Things were playing out OK, I was able to have everything enroute to eliminate Peter and Jon, I was bringing in reinforcements to deal with Tanya’s attack, and then it was Friday at 5:00 and the game was paused again for the weekend. 64 excruciating hours to see how this would end. Would I be able to protect my main planets, would I lose some planets while strategically taking others away from Tanya… and most importantly, would I destroy those other 2 teams who succumbed to the feminine wiles of our admin staff.

So close when the game was paused

Over the course of the weekend I mapped out paths and attacks for every one of my ships, there would be a 16 hour jump when the game un-paused, how could I make this work?

The game map was a spiderweb of planned movement by both me and Tanya…

Monday morning came, but traffic was terrible due to an accident on a bridge… so we patiently waited an extra hour for the game to restart, what would happen? Could I last long enough to get past the first push of ships? Would I recapture some planets from Tanya to start working towards the required 89 stars? Would Peter and Jonathan still exist in this universe?

and… just as suddenly… the game was over. The vacated planets had been reached, my ships didn’t quite arrive in time, and Tanya captured the required 89 stars. The backstabbing, the strategies, the abandonment of planets by her true ally, and the encouragement of the other teams to attack me, all paid off.

The final map of the universe appears, showing everyone’s planets, the paths of ships that were on their way, and all of the potentials that could have happened if only things kept playing for a little longer.
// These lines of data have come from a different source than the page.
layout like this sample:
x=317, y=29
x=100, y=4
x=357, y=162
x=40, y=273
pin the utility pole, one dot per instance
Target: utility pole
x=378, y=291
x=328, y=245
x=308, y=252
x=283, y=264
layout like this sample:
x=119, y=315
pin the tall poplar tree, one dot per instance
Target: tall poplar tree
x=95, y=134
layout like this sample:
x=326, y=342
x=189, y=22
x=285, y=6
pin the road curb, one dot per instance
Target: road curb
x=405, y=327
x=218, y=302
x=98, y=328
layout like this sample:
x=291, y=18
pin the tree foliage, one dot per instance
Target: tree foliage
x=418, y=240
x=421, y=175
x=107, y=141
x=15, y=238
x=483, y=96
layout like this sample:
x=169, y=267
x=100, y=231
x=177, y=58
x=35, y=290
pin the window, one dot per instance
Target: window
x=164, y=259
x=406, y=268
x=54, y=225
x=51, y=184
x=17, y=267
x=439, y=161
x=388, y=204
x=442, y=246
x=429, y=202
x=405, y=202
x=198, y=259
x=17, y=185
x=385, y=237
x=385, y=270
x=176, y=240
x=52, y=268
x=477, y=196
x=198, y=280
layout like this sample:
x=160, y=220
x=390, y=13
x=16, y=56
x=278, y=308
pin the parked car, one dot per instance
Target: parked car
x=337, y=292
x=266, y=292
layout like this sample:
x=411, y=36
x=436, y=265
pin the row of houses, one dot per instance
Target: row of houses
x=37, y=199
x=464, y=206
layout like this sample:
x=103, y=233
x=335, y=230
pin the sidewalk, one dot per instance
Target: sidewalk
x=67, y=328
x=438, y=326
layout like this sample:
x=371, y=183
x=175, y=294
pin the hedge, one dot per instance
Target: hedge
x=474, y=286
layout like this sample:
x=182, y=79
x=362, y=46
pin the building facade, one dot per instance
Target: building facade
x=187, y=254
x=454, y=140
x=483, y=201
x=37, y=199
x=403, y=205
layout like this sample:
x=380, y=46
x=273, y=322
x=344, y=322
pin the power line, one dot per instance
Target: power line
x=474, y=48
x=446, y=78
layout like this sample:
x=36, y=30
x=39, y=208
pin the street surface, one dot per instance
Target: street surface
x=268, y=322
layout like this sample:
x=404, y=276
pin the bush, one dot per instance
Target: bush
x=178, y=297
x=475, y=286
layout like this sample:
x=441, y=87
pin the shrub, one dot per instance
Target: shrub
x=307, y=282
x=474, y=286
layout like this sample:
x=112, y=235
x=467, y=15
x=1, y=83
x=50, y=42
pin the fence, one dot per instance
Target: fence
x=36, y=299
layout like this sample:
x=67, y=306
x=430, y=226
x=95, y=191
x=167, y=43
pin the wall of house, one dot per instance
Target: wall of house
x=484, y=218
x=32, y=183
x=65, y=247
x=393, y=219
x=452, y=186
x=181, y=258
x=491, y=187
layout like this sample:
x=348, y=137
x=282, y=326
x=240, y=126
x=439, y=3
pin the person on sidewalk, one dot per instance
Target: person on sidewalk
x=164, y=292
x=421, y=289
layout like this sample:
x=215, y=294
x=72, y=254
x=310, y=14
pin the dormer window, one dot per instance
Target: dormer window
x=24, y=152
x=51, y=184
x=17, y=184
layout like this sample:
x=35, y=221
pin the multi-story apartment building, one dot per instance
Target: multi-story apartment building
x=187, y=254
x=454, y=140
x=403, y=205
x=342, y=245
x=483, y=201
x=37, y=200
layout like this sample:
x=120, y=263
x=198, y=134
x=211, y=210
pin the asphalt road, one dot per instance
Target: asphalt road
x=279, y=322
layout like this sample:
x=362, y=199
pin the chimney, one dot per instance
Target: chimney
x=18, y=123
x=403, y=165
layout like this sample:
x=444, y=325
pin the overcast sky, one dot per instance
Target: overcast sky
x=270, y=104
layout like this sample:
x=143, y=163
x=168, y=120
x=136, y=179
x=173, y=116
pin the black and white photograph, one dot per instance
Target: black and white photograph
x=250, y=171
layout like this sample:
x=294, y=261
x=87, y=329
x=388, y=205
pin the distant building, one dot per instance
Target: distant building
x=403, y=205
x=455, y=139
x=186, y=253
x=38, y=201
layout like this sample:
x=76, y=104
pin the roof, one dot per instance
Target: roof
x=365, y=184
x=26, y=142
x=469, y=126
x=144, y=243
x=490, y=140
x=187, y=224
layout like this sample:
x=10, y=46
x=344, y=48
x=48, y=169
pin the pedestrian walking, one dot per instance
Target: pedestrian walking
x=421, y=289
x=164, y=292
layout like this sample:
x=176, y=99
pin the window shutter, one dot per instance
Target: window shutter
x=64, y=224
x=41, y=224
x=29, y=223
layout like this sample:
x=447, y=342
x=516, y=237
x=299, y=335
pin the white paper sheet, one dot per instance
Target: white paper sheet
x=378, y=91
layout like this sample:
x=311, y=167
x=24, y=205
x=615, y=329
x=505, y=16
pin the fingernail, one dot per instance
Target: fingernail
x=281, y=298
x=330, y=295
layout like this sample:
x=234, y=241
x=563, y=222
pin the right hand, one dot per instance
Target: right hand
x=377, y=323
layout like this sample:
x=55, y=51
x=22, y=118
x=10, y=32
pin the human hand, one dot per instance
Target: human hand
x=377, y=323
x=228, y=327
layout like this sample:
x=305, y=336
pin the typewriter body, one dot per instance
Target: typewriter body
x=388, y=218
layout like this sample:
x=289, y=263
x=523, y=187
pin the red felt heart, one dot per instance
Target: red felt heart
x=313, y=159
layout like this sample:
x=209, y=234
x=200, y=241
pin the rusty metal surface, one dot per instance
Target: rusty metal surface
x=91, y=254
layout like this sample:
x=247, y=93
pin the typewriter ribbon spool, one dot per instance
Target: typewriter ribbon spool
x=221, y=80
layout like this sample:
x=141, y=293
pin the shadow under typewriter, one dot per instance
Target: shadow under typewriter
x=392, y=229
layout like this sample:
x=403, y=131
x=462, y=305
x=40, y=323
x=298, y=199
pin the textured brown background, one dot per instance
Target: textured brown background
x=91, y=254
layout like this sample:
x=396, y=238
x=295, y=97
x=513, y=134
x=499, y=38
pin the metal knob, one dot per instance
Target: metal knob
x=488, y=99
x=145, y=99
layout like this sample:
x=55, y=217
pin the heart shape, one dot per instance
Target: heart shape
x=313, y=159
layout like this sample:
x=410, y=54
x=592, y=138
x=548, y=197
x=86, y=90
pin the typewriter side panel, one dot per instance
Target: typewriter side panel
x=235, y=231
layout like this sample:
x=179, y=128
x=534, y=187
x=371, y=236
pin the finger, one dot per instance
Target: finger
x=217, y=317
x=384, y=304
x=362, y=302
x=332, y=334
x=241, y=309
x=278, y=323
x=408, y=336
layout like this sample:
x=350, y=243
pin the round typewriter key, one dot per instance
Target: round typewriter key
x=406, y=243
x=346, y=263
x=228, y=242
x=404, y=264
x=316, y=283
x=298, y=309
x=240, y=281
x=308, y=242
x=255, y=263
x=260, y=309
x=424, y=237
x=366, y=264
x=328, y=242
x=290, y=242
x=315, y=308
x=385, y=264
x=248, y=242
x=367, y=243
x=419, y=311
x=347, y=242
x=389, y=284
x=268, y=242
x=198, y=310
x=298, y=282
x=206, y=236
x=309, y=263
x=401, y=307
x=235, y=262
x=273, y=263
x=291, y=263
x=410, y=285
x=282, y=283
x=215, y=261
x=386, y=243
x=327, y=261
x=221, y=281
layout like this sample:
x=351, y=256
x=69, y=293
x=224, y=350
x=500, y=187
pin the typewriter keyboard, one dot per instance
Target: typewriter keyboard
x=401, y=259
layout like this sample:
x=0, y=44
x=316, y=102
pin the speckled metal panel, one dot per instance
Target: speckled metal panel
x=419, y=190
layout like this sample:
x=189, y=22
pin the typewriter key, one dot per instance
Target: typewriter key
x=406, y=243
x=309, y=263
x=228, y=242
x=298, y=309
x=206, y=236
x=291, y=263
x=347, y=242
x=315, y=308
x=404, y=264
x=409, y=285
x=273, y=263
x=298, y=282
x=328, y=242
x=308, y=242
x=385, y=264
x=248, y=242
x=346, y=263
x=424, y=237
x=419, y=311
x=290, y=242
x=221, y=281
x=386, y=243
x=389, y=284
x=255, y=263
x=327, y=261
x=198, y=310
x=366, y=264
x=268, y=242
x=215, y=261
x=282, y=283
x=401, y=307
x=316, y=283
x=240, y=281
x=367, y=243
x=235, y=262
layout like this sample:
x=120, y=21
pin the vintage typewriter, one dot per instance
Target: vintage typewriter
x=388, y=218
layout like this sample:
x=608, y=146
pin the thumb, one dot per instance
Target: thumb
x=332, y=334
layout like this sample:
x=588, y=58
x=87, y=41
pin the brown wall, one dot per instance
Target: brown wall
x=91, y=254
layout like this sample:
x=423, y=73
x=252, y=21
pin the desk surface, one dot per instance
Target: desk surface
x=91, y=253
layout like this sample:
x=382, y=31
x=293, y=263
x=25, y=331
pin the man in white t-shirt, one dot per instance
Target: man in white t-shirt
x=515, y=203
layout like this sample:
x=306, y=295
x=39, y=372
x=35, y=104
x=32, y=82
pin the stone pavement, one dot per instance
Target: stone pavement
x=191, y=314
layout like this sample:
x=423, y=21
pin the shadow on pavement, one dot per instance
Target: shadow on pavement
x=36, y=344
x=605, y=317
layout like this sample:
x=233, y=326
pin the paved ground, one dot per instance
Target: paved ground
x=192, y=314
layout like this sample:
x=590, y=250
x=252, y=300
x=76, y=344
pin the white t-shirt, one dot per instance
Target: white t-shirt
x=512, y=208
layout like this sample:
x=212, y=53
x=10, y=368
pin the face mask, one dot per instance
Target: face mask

Congratulations to Tanya, the latest ‘Ruler of the Universe’. Now I can get back to my life and start using my spare time for other pursuits, like planning a vacation away from all these backstabbing coworkers.

MY ONLY REGRET… The game ended 16 hours before Falkowski and Walsh were annihilated.


Neptune’s Pride II: Triton is a hardcore, space based multiplayer online strategy game for the browser with simple mechanics and a focus on player diplomacy.┬áThe game was developed by Iron Helmet Games which was founded by Jay Kyburz, a developer that worked on Tribes and Bioshock, as well as Penny Sweetser who was a senior designer on Xcom and Bioshock 2.